O presidente colombiano, Álvaro Uribe, disse hoje que a explosão de duas pontes na fronteira com a Venezuela por militares deste país é “muito grave”, mas insistiu em manter o tom conciliador em relação ao país vizinho ao afirmar que seu Governo “não produzirá gestos de guerra”.
“Nossa determinação é a derrota do terrorismo, nunca a guerra aos povos irmãos”, ressaltou Uribe em uma entrevista à rádio colombiana “RCN”.

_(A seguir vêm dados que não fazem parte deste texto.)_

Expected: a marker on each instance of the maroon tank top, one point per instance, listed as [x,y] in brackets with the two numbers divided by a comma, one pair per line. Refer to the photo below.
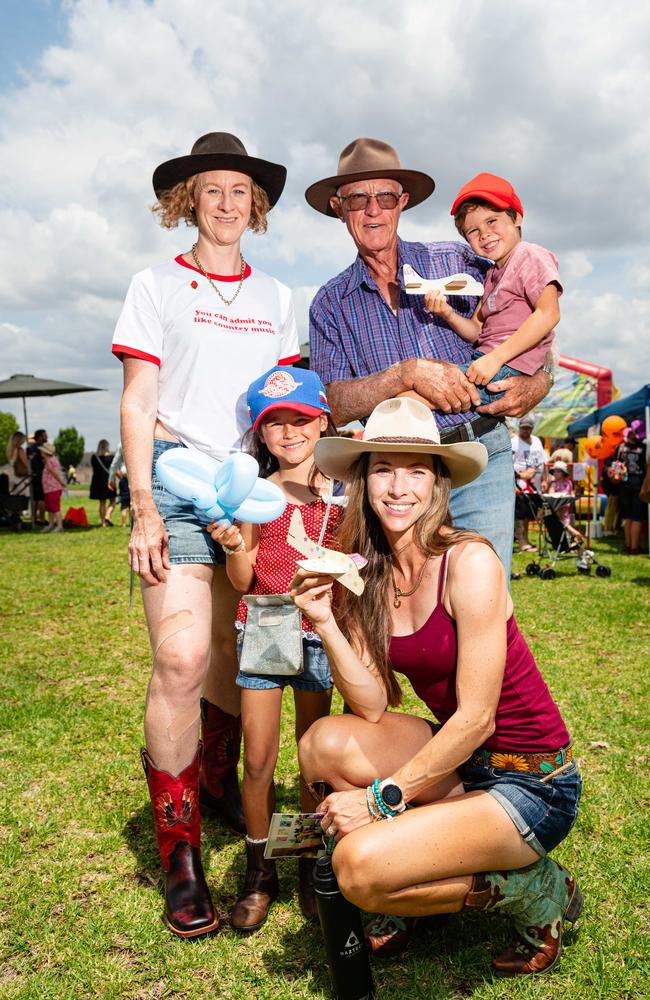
[527,718]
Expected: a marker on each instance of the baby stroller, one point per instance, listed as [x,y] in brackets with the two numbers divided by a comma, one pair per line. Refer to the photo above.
[556,541]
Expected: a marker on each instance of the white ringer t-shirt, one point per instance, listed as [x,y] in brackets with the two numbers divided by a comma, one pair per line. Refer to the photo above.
[208,353]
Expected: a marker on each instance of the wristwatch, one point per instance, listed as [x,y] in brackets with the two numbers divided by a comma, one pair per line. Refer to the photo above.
[550,371]
[391,795]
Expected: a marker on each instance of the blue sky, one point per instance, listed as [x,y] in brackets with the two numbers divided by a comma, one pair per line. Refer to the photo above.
[28,27]
[95,93]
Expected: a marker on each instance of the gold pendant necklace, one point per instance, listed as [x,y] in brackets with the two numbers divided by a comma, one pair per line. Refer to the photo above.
[408,593]
[226,302]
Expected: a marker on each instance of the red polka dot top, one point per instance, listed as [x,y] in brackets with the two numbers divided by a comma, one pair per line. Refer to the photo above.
[275,566]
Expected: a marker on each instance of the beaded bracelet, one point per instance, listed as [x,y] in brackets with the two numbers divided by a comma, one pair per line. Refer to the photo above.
[371,809]
[379,802]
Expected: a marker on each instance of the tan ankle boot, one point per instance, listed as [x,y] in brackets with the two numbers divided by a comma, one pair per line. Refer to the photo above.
[260,889]
[539,898]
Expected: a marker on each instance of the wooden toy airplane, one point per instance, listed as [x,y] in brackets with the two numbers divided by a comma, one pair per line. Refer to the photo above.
[343,568]
[455,284]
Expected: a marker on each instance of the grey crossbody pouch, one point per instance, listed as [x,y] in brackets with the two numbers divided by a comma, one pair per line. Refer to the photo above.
[273,636]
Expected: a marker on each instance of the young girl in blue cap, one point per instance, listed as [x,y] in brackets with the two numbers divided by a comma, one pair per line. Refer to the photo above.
[289,413]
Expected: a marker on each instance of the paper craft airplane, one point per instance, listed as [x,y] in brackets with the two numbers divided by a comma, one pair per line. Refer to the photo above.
[455,284]
[318,559]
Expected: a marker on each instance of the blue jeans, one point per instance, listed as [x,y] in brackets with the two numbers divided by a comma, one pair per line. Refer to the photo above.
[504,372]
[542,811]
[315,676]
[487,505]
[189,542]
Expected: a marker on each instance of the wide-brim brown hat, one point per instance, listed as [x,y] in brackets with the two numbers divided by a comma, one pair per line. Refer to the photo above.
[401,425]
[363,160]
[221,151]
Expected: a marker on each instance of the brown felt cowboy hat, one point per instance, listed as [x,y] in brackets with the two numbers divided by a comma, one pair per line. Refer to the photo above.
[401,425]
[363,160]
[220,151]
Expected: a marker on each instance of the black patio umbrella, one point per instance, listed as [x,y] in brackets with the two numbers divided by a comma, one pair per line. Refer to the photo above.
[23,386]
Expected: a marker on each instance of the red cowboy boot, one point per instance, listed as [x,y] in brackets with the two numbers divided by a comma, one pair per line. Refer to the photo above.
[219,796]
[188,907]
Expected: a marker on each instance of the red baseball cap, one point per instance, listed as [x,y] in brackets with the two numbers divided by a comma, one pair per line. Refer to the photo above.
[494,189]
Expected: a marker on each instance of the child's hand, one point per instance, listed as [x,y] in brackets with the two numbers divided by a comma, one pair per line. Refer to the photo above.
[437,303]
[483,369]
[225,534]
[312,593]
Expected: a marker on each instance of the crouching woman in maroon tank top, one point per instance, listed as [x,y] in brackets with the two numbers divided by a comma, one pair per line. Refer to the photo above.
[494,783]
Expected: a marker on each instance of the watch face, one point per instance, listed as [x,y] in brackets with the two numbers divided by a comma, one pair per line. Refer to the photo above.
[392,795]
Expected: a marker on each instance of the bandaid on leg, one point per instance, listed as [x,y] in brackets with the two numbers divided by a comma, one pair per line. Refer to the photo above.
[173,725]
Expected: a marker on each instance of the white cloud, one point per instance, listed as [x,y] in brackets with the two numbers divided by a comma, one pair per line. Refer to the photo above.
[547,96]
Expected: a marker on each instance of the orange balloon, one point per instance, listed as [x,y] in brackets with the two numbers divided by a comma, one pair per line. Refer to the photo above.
[612,426]
[600,447]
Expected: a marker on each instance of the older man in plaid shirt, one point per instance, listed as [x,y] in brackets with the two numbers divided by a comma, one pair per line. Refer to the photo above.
[370,341]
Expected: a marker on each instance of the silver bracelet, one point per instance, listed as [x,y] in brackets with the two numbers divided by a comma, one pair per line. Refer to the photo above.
[232,552]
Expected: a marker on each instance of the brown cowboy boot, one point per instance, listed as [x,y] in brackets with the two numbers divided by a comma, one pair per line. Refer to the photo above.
[259,890]
[219,796]
[188,907]
[539,897]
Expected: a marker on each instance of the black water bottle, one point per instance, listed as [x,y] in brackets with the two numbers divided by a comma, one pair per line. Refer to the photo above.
[342,930]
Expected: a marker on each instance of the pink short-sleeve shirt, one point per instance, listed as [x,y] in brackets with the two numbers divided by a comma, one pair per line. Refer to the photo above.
[509,298]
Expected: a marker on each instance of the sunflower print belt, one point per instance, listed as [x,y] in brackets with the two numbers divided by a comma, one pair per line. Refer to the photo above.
[532,763]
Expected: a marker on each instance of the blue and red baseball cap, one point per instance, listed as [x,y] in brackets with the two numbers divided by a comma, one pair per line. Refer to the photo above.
[288,388]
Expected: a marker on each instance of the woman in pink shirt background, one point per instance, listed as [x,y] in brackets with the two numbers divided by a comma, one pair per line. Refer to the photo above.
[53,486]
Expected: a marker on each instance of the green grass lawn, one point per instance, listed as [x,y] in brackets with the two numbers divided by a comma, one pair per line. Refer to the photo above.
[80,884]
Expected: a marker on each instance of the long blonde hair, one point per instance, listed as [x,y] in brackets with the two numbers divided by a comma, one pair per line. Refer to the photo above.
[368,617]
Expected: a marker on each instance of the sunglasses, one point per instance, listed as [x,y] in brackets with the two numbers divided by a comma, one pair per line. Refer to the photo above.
[360,202]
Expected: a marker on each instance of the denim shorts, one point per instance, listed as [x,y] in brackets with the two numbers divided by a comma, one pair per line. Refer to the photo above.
[189,542]
[315,676]
[542,811]
[504,372]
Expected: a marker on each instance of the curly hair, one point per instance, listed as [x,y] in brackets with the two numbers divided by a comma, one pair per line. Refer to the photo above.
[175,205]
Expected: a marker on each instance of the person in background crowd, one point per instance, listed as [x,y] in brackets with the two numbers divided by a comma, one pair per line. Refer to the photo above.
[53,485]
[99,485]
[529,460]
[633,510]
[564,453]
[36,467]
[17,456]
[612,489]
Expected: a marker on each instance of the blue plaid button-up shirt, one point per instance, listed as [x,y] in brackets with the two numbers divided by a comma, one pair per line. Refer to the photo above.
[353,332]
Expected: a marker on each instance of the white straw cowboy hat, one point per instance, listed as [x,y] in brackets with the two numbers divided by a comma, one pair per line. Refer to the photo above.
[401,425]
[220,151]
[363,160]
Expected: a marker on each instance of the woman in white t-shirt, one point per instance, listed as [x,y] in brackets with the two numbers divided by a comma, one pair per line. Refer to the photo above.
[193,333]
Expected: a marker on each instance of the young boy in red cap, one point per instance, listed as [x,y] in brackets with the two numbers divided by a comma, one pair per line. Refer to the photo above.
[513,325]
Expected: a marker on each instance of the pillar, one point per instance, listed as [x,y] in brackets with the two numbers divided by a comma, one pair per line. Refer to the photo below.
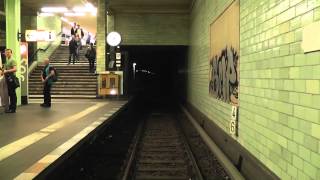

“Nada de provocações verbais, é preciso recorrer aos organismos internacionais”, disse o presidente.
Uribe enfatizou que a Colômbia não tem nada “contra a comunidade internacional e muito menos contra a Venezuela”.
As denúncias de que militares venezuelanos destruíram pelo menos duas pontes na fronteira com a Colômbia se somaram ontem a uma série de episódios que contribuíram para deteriorar as relações entre Bogotá e Caracas nas últimas semanas.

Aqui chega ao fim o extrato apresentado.